More and more Americans are racking up credit card debt as they use these instruments to make daily purchases. This alarming trend is a boon for credit card companies who issue the cards; they are flush with profits. However, consumer action could portend problems for them and the card companies in the future.
Short-term credit actions could become long-term problems for the anemic economy and the financially precarious banks that underwrite the risky debt. The US consumer has had their disposable income eradicated as they have to spend more on higher prices for gas and food.
Food and gas are not optional luxury items but necessities. Even budget minded Americans arent able to properly save and allocate financial resources. Many Americans cant perform a proper monthly budget, as gas and food prices keep escalating month to month. They are extending their budgets using credit.

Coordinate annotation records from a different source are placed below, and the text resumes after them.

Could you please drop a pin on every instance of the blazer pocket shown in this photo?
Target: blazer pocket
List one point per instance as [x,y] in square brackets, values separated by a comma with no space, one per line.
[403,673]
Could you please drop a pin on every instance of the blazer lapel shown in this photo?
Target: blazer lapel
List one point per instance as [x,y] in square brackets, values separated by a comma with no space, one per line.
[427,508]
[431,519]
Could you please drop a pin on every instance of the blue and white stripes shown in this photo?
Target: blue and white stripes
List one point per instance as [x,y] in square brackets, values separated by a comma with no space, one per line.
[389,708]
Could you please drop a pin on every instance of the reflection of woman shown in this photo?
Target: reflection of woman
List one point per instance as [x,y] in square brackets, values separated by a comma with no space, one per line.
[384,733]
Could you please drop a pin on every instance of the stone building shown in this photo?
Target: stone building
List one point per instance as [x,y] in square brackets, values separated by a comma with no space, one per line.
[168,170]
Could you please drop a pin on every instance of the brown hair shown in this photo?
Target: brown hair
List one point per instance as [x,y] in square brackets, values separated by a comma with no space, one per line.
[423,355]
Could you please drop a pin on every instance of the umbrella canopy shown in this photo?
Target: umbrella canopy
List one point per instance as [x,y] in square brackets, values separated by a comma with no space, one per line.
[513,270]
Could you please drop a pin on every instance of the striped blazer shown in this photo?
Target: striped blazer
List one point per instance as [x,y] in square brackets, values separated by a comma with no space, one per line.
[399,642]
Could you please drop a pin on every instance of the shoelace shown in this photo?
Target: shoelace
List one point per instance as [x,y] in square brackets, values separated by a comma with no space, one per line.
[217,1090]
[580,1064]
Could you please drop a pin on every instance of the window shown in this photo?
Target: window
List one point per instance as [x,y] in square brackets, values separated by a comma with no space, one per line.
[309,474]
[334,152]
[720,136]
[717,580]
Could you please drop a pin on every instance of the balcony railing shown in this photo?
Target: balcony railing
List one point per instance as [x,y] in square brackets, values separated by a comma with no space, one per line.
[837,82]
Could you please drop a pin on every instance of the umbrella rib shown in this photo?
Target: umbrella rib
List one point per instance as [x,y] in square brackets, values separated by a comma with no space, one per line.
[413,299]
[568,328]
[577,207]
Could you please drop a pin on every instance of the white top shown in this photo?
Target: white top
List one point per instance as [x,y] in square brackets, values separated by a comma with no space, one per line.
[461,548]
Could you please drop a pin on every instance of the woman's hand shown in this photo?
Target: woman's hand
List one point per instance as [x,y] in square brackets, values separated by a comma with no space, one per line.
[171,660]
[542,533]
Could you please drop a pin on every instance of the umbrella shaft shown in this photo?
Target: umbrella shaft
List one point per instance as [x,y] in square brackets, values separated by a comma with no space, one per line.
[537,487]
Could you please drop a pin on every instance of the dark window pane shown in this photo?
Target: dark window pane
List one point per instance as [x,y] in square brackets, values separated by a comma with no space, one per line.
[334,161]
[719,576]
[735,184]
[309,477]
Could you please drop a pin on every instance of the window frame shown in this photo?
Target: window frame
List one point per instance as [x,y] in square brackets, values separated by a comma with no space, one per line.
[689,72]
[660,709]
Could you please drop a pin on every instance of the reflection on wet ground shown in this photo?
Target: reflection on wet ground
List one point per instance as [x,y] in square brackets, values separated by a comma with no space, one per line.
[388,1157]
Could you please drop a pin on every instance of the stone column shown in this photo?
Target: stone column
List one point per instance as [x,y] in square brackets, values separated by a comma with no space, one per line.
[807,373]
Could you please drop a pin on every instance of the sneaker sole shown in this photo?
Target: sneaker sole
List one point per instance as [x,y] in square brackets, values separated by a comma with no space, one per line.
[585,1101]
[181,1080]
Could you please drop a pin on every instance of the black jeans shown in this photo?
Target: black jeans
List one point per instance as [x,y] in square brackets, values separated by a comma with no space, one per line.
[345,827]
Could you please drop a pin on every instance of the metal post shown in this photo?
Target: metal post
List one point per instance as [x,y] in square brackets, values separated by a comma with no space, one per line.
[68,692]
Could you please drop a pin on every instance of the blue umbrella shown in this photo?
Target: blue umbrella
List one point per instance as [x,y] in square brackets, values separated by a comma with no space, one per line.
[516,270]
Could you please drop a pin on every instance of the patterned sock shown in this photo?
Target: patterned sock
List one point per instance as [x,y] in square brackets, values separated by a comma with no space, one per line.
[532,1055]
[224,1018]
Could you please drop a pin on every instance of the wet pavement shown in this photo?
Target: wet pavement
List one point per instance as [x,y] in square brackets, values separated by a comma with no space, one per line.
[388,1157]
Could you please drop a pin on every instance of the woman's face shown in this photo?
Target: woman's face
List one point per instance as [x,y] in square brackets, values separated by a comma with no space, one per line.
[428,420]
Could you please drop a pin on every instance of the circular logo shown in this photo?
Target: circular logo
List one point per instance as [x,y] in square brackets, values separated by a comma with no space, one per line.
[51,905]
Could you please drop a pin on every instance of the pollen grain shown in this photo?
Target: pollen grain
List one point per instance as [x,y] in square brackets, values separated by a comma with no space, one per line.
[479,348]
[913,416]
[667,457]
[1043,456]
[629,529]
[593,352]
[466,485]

Credit concerns have reached even the Federal Reserve, who is implementing new guidelines for credit companies. Recently, the Fed has been concerned about delinquencies hitting 4.86 percent and revolving credit debt rising by 7.9 percent to $957.2 billion in the first quarter of this year.
Unfortunately, as high-interest debt keeps accumulating, Americans will continue to slide deeper into debt. More debt consolidation, credit consolidation, debt counselors, and credit counseling services will be needed. These services are already aggressively sought out by consumers today; this will only increase over time.
Significant risk exists for people who are putting too much debt on credit cards thus further endangering their financial security. However, if the security of underwriting credit card debt is jeopardized, the economy will decline even further.
Currently, there is a credit crunch to which many financial institutions have already succumbed. Faced with rising foreclosures, loan delinquencies, and credit card debt, banks and other financial institutions have seen their profits evaporate; some are no longer in business.
Herein, financial institutional credit lenders across industries have limited their lending in order to lessen exposure to more risk. The credit crisis is a time bomb in the making, a crisis more severe than acknowledged by the government and the experts.